This project implements an intelligent PDF document splitter that automatically separates a multi-document PDF into individual files. It uses text analysis, embeddings, and hierarchical clustering to identify document boundaries and group similar content.
- Extracts text from multi-document PDFs
- Generates embeddings for document content
- Uses hierarchical clustering to group similar documents
- Custom agglomerative clustering implementation that considers both embedding and page distances to ensure clusters of sequential page numbers (see
clustering.py
) - Applies post-processing to ensure sequential page ranges within clusters
- Outputs individual PDF files for each identified document
- Streamlit UI for easy interaction
-
Clone this repository:
git clone https://github.com/zarifaziz/ai-pdf-document-splitter.git cd ai-pdf-document-splitter
-
Install dependencies using Poetry:
poetry install
-
Copy the example environment file and set the env variables necessary:
cp env.example .env
To run the application, use the following steps:
-
Setup redis server
brew install redis redis-server
-
Setup worker
python -m src.web.worker
-
Setup Streamlit web app
streamlit run src/web/app.py
When deployed on Heroku, it reads the following files in addition
- Procfile
- heroku_setup.sh
- runtime.txt
.
├── README.md
├── pyproject.toml
├── notebooks # Jupyter notebooks for training and visualization.
├── src
│ ├── splitter # Core logic for processing PDFs.
│ │ ├── ml_models
│ │ ├── processors
│ │ ├── pipeline.py
│ │ ├── settings.py
│ │ ├── main.py
│ │ └── domain_models.py
│ └── web
│ ├── app.py # App UI and send tasks into queue
│ └── worker.py # executes pipeline on tasks from queue
├── Procfile # heroku deployment code
├── bin/web
└── heroku_setup.sh
-
Frontend:
- Streamlit UI for user interaction.
- Allows users to upload PDFs, view processing status, and download results.
-
Backend:
- Pipeline Service:
- PDF Processor: Splits PDFs into individual pages.
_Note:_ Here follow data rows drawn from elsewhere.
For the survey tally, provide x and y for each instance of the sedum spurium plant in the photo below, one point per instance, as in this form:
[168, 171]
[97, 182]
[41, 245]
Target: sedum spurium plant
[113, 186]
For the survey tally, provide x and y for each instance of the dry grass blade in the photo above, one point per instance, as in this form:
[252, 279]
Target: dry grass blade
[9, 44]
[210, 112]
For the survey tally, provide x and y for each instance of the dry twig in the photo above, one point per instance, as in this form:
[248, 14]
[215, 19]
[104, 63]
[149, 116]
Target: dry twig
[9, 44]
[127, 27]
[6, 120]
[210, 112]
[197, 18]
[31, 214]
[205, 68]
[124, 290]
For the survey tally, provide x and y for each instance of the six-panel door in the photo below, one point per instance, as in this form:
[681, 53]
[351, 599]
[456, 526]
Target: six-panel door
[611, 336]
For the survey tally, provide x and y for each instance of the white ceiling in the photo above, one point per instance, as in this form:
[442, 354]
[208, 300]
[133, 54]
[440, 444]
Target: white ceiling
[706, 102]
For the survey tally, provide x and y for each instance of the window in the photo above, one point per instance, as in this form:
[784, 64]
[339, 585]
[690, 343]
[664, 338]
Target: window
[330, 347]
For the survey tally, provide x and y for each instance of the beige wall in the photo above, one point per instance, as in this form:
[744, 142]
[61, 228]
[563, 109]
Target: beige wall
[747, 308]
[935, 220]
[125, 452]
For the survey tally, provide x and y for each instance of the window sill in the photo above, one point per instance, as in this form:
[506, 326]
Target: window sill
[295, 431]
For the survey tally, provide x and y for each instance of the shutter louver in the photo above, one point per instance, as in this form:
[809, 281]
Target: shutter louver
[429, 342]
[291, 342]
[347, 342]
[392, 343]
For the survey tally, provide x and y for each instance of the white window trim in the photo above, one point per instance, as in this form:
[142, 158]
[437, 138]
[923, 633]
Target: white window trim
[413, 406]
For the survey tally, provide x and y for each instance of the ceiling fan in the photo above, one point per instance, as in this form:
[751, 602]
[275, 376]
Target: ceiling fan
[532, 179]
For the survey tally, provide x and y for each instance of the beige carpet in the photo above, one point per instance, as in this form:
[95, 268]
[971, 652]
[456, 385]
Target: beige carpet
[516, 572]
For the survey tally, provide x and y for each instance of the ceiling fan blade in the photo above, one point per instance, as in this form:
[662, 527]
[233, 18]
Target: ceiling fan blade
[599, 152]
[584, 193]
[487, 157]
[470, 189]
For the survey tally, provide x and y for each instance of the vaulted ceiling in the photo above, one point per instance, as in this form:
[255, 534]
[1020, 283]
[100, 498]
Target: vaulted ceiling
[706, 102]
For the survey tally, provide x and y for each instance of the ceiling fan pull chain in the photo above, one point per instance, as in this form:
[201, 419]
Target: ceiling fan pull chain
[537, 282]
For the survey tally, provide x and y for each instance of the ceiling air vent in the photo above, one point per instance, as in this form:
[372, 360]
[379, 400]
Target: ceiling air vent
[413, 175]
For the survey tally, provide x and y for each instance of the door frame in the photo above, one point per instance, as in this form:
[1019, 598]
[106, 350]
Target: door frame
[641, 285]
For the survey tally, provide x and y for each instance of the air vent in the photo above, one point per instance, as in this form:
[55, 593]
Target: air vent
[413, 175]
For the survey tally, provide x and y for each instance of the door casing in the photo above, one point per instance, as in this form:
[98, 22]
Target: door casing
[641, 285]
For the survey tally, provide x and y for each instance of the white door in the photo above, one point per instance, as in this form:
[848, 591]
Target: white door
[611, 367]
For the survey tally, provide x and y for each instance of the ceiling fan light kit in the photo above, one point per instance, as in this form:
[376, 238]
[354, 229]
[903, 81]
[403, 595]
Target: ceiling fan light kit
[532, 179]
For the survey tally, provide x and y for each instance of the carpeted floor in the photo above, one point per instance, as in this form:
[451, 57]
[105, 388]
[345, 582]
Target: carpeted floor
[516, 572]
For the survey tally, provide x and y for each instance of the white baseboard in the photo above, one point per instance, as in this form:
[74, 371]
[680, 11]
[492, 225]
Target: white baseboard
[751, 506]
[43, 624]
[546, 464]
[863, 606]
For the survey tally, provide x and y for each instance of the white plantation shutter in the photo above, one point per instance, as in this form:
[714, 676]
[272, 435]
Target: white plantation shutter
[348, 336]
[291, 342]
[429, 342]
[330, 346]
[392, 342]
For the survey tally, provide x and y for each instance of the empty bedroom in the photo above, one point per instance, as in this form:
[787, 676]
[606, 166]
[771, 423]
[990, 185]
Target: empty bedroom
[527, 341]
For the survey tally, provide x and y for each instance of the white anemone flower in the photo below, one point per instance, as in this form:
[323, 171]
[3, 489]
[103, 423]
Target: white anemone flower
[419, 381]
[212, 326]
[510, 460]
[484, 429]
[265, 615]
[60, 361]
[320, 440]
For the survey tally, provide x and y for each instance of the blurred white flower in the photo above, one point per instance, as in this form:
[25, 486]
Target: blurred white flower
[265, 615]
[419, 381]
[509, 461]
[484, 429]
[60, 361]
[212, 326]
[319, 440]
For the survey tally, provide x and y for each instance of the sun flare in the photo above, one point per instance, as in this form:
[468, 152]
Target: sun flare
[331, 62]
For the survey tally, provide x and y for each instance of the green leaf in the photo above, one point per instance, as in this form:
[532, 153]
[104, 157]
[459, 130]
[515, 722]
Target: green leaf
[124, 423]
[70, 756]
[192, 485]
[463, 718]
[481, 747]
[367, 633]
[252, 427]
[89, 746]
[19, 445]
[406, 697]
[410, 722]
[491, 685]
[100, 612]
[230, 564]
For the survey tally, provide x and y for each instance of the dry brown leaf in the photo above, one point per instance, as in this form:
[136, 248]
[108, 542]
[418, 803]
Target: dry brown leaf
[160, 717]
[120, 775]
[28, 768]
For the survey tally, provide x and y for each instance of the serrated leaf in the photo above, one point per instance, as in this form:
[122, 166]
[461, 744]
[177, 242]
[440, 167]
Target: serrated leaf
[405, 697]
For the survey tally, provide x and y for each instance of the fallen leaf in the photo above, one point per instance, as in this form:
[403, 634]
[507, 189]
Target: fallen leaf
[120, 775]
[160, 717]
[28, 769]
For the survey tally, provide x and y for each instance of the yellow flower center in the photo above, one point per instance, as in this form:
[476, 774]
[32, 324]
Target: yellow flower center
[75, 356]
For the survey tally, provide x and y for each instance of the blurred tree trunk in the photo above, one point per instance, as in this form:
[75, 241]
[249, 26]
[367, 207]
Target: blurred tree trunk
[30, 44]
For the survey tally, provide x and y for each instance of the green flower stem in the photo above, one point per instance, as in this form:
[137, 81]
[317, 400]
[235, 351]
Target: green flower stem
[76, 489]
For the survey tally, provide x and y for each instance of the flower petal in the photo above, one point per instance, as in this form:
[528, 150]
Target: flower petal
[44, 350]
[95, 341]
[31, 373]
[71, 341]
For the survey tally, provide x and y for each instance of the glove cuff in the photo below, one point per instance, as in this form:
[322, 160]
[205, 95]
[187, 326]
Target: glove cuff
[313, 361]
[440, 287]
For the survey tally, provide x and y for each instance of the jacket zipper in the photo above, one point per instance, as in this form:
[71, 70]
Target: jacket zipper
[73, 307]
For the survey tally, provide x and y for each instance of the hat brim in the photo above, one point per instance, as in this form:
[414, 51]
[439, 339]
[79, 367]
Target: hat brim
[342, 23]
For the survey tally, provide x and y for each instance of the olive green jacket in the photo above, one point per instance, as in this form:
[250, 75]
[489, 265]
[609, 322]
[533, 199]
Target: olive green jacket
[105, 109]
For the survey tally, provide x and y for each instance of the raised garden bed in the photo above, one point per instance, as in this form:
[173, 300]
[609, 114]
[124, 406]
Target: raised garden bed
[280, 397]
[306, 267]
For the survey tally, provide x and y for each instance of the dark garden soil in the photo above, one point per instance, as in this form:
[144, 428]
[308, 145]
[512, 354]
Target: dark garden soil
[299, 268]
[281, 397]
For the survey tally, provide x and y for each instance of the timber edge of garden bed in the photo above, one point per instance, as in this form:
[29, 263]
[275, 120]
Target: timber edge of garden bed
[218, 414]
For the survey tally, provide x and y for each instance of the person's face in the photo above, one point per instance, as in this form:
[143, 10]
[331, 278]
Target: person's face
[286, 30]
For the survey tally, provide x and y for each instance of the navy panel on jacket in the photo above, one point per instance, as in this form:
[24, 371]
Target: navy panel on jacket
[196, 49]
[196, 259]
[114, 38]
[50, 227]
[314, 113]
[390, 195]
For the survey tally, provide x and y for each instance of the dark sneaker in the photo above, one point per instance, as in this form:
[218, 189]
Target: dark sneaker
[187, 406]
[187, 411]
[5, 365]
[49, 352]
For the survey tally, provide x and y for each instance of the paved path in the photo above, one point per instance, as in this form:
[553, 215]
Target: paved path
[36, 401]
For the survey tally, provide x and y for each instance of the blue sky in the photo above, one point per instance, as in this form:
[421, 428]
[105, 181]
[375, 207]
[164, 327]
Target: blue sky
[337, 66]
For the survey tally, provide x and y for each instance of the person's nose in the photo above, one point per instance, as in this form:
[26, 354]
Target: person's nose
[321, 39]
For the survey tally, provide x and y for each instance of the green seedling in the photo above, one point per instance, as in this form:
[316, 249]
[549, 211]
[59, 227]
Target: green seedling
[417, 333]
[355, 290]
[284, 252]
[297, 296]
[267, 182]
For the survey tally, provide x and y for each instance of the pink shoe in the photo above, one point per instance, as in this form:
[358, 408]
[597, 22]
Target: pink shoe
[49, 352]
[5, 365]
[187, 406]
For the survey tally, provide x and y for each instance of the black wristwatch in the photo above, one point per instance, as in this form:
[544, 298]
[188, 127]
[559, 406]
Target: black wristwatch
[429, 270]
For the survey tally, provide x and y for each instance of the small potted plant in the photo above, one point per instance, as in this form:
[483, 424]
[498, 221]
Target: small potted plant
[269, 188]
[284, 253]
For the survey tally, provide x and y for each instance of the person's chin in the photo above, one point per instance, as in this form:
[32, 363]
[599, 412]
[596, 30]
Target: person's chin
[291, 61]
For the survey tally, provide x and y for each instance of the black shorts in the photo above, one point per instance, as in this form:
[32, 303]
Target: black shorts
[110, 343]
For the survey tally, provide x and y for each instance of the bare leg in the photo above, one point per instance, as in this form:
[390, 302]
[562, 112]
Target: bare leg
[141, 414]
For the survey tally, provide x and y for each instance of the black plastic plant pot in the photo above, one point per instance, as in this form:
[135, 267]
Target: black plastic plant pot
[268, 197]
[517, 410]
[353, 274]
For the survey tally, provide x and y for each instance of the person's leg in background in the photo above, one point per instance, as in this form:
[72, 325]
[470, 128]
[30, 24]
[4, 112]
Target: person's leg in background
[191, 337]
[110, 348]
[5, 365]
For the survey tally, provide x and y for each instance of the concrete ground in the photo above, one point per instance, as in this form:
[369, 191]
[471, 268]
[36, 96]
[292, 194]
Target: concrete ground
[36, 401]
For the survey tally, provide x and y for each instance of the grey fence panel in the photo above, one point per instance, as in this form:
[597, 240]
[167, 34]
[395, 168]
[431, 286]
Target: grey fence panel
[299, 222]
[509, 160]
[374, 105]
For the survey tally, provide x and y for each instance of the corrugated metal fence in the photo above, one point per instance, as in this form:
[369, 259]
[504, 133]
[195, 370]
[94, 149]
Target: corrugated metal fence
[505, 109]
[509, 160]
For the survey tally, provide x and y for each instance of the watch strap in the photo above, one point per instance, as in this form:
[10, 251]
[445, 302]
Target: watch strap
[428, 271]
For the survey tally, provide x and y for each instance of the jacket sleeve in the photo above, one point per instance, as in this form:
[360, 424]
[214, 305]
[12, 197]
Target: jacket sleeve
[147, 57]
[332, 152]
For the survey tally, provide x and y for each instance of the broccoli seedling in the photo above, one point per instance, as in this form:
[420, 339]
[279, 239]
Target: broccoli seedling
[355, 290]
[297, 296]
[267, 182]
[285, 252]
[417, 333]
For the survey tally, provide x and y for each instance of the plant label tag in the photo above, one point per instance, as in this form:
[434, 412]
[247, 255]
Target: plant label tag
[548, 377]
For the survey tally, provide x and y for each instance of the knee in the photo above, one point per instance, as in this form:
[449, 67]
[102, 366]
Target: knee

- Text Extractor: Converts PDF pages to images and extracts text using OCR.
- Embedding Generator: Generates embeddings from extracted text.
- Clustering Service: Performs hierarchical clustering on embeddings.
- Topic Generator: Assigns topics to document clusters.
- Message Queue: Manages tasks and distributes them to worker nodes.
- Worker Nodes: Process tasks asynchronously by calling pipeline and store results.
- Pipeline Service:
-
Deployment:
- Platform: Deployed on Heroku for easy prototyping and MVP development.
- Message Queue: Uses Redis Queue on Heroku for asynchronous processing.
- Database: Locally stores intermediate and output files for MVP.
- Monitoring: Papertrail for monitoring.
graph TD
A[User] -->|Uploads PDF| B[Streamlit Web App]
B -->|Saves PDF| C[Local Storage]
B -->|Sends Task| D[Redis Queue]
D -->|Fetches Task| E[Worker Node]
E -->|Processes PDF| F[Pipeline Service]
F -->|Splits PDF| G[PDF Processor]
F -->|Extracts Text| H[Text Extractor]
F -->|Generates Embeddings| I[Embedding Generator]
F -->|Clusters Pages| J[Clustering Service]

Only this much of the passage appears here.